That's the thesis of spy novelist Lynn Boughey and 36-year CIA veteran and Executive Director of the International Spy Museum, Peter Earnest. They believe the Harry Potter series demonstrated many attributes of actual spycraft as they show in their Harry Potter and the Art of Spying. In particular, they use harry Potter and the Order of the Phoenix as a textbook study of the many aspects of espionage that J. K. Rowling wove into her books.
According to Earnest, it was Boughey who spotted parallels between Order of the Phoenix and covert actions like secret codes, secret organizations, and adversary surveillance. It was Boughey who mapped out the analysis of how these tropes can be seen in the fifth Potter novel, and brought in Earnest aboard to provide real-world examples of how such actions can be found in espionage history. As a result, publicity for The Art of Spying is spot on when it describes the book as a "primer" in spycraft as readers can see how scenes from every chapter of Order of the Phoenix have something to do with spying from recruiting double-agents, uncovering moles, to using politics and diplomacy to achieve objectives. In fact, the book serves very much as a textbook in the many arenas of espionage using Harry Potter as a touchstone to lead into discussions into actual cases and practices of spies.

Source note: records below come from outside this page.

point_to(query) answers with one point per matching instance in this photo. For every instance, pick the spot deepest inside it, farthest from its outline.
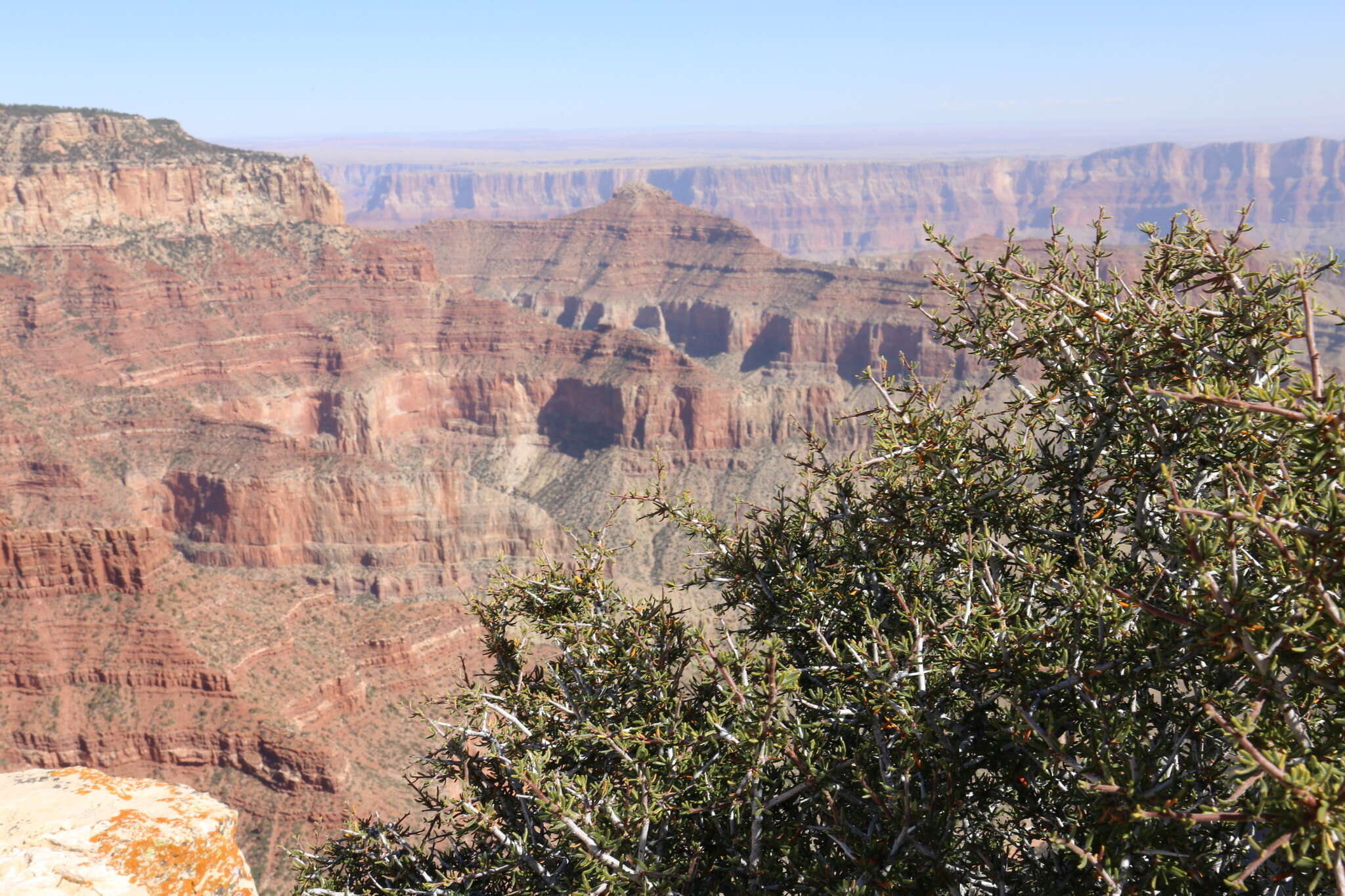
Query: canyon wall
(92, 175)
(250, 459)
(841, 209)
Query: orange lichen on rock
(79, 830)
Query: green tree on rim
(1083, 640)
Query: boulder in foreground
(81, 832)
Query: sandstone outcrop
(252, 459)
(93, 175)
(841, 209)
(81, 832)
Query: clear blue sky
(249, 69)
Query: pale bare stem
(920, 656)
(887, 395)
(1113, 887)
(1314, 358)
(1266, 853)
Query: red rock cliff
(72, 177)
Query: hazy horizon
(1046, 70)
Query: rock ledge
(84, 833)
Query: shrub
(1083, 640)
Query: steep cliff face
(693, 281)
(250, 459)
(833, 210)
(91, 175)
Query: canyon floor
(254, 458)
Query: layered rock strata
(250, 459)
(839, 209)
(93, 175)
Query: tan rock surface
(91, 177)
(839, 209)
(85, 833)
(248, 472)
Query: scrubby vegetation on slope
(1087, 640)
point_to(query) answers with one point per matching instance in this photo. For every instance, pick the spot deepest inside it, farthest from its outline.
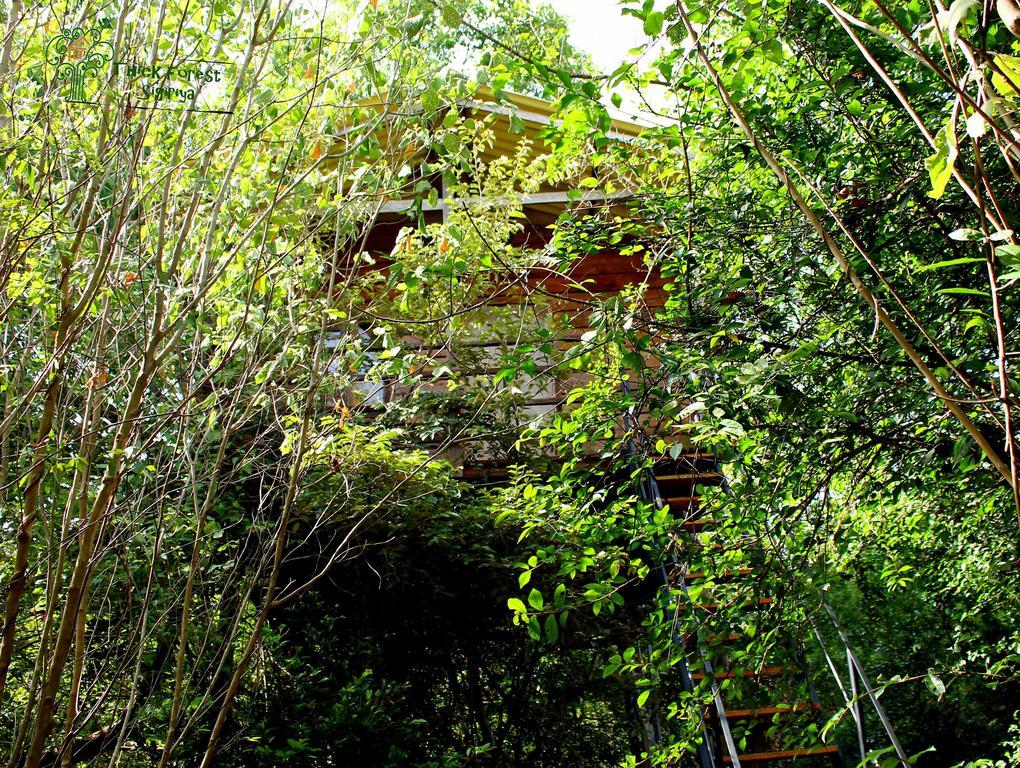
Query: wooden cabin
(528, 292)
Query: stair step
(698, 524)
(719, 576)
(750, 604)
(807, 752)
(681, 500)
(778, 709)
(724, 675)
(687, 476)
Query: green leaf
(653, 23)
(939, 165)
(516, 605)
(1010, 67)
(560, 595)
(552, 629)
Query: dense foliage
(219, 548)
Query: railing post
(858, 668)
(855, 703)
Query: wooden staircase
(715, 579)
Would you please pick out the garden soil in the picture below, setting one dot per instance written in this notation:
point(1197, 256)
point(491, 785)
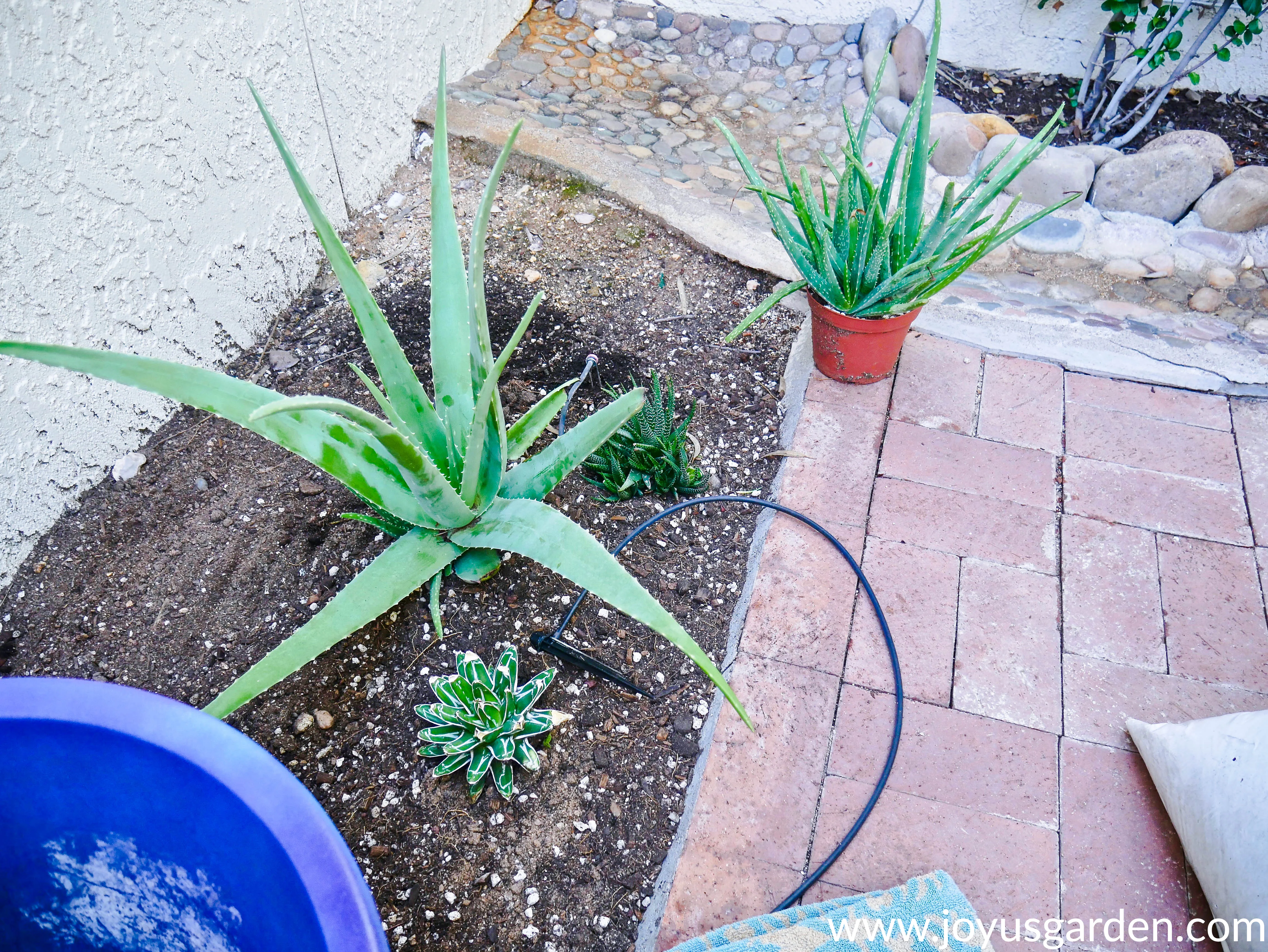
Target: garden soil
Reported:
point(181, 578)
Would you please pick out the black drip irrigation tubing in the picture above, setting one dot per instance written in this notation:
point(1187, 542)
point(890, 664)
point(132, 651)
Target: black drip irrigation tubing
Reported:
point(556, 646)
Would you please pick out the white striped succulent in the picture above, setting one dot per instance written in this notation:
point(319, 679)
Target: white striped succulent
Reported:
point(484, 721)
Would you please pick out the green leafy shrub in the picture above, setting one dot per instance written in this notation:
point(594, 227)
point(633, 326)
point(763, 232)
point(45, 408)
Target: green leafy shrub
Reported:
point(870, 253)
point(484, 721)
point(434, 473)
point(648, 454)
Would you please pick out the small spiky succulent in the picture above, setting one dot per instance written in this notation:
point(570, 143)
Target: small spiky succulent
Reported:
point(648, 453)
point(484, 721)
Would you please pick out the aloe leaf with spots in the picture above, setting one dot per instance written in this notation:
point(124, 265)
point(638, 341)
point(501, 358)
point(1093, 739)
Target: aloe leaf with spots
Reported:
point(484, 719)
point(434, 475)
point(870, 250)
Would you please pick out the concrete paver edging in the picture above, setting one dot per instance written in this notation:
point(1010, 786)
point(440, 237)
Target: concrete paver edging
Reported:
point(797, 377)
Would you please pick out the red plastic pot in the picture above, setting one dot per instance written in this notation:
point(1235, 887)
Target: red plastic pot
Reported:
point(855, 349)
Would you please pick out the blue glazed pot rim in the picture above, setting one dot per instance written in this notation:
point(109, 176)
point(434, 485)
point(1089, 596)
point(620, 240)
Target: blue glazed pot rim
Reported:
point(344, 906)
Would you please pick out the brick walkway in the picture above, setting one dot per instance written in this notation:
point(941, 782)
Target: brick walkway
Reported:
point(1055, 553)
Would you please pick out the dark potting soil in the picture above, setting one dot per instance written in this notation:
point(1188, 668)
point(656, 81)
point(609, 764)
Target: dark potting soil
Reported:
point(178, 580)
point(1029, 101)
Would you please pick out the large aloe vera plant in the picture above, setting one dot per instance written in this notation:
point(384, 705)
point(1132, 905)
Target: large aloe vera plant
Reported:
point(870, 252)
point(434, 473)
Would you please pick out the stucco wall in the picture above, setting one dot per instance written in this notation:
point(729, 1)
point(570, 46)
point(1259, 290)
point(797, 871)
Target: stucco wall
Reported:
point(1003, 35)
point(144, 208)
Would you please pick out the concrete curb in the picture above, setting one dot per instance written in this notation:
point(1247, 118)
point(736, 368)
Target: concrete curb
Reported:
point(797, 376)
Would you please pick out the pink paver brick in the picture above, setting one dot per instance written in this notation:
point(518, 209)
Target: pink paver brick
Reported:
point(710, 892)
point(1110, 594)
point(873, 397)
point(969, 464)
point(917, 590)
point(1251, 424)
point(1014, 767)
point(1214, 613)
point(1156, 501)
point(937, 385)
point(1149, 401)
point(962, 524)
point(1008, 652)
point(804, 596)
point(1119, 851)
point(1023, 404)
point(1145, 443)
point(755, 812)
point(1101, 695)
point(834, 481)
point(1005, 866)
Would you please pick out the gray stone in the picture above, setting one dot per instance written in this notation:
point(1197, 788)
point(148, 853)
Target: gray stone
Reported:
point(1100, 155)
point(878, 31)
point(723, 82)
point(1052, 236)
point(1053, 177)
point(1024, 283)
point(1239, 203)
point(1162, 183)
point(1133, 292)
point(763, 52)
point(1071, 290)
point(827, 33)
point(910, 59)
point(871, 65)
point(801, 35)
point(1210, 145)
point(1219, 246)
point(892, 112)
point(959, 144)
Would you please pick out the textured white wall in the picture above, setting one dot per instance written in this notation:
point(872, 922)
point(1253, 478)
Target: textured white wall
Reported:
point(1002, 35)
point(144, 207)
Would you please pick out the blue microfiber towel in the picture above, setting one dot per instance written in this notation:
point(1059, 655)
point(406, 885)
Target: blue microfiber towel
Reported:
point(925, 914)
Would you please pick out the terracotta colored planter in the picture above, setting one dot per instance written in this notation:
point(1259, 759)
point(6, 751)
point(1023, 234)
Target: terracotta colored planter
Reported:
point(853, 349)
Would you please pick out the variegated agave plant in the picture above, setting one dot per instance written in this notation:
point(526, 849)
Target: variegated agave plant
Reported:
point(484, 722)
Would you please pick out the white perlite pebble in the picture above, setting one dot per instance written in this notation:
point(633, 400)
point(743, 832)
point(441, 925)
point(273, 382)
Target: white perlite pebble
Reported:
point(127, 467)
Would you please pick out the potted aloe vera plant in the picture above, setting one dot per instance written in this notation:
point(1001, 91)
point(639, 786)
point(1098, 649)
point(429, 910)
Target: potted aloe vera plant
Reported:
point(869, 258)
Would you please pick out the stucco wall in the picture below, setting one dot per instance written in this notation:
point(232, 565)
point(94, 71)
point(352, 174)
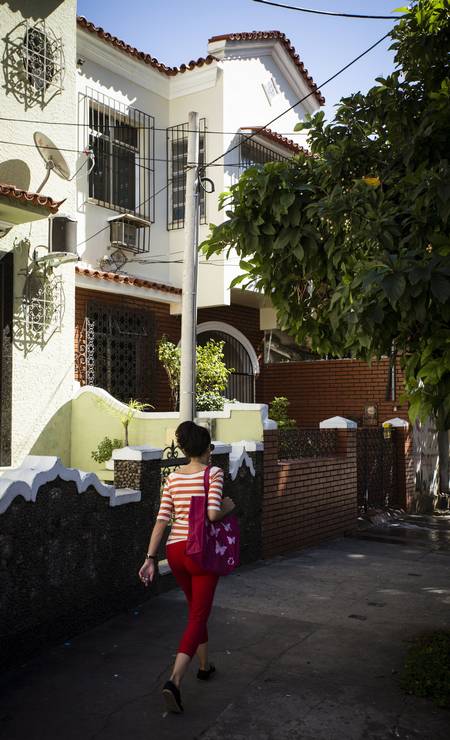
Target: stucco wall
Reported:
point(92, 421)
point(42, 371)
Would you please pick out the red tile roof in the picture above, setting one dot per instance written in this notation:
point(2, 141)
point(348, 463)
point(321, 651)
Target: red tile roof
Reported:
point(281, 37)
point(267, 133)
point(118, 277)
point(141, 56)
point(35, 199)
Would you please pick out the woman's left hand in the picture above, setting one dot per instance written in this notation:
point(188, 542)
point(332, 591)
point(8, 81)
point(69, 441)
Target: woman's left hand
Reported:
point(147, 572)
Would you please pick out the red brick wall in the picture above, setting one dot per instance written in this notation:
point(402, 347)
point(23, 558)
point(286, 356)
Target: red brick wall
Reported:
point(324, 388)
point(309, 500)
point(244, 318)
point(404, 470)
point(164, 324)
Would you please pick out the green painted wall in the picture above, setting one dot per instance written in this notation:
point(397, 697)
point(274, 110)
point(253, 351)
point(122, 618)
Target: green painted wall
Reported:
point(91, 422)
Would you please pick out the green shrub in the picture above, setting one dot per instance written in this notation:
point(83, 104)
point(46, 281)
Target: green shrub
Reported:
point(426, 671)
point(278, 411)
point(105, 449)
point(211, 376)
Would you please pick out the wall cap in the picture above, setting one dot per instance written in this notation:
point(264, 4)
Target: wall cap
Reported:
point(338, 422)
point(36, 470)
point(397, 422)
point(138, 452)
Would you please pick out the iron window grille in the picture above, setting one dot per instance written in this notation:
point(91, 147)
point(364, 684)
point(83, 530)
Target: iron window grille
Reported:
point(252, 153)
point(177, 143)
point(123, 141)
point(116, 351)
point(33, 63)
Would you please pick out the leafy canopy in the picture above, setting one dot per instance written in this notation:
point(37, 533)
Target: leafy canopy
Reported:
point(352, 242)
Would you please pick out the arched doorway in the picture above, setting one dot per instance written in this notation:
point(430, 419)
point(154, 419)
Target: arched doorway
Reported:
point(238, 354)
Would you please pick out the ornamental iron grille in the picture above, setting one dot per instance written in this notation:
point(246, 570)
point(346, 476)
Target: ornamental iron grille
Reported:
point(375, 466)
point(123, 141)
point(177, 143)
point(297, 443)
point(6, 353)
point(254, 154)
point(116, 351)
point(241, 383)
point(33, 61)
point(41, 310)
point(171, 459)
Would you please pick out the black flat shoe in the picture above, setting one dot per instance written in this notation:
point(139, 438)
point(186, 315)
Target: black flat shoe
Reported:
point(172, 698)
point(206, 675)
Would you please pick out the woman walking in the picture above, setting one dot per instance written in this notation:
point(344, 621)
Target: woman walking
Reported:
point(198, 585)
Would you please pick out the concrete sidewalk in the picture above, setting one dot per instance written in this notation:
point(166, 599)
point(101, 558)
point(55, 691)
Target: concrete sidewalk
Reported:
point(308, 646)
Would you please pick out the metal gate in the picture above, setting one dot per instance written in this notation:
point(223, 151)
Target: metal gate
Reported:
point(375, 463)
point(241, 384)
point(6, 319)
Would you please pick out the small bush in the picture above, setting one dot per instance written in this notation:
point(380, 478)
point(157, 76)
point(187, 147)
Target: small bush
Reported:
point(427, 668)
point(105, 449)
point(278, 412)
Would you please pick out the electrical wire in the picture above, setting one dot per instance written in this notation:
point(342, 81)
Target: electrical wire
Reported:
point(330, 12)
point(86, 152)
point(99, 127)
point(313, 92)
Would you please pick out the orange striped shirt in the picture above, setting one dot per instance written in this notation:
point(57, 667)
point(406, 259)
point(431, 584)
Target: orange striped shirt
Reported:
point(176, 499)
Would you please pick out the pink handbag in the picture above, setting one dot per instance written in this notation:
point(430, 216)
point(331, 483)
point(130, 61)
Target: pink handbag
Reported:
point(214, 546)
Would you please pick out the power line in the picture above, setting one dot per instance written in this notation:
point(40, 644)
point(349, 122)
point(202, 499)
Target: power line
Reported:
point(99, 127)
point(89, 150)
point(313, 92)
point(330, 12)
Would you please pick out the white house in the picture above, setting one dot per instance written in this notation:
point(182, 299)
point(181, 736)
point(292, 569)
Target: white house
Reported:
point(38, 86)
point(93, 148)
point(133, 112)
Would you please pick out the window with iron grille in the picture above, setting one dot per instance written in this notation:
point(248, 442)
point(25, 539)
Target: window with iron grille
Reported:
point(177, 141)
point(116, 351)
point(122, 139)
point(252, 153)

Without question, readers must be familiar with the Potter books for the study to be enjoyable. The first half, the part focusing on Order of the Phoenix, requires a detailed understanding of that particular novel. Part two is a more general overview of the Potter series and is, in many ways, a more readable section. Throughout, the authors provide numerous definitions of spy terminology including a good glossary. They add sidebars which include stories from Ernest's own CIA experiences. Into the mix, the pair also point out literary parallels between Rowlings and Shakespeare.
Harry Potter and The Art of Spying is obviously an opportunity for Boughey and Earnest to interest younger readers in the world of espionage by using Potter's popularity to showcase what the real covert world involves. It's not light reading but is appropriate for a YA audience. If you want a good Spycraft 101 course in one volume, here you go.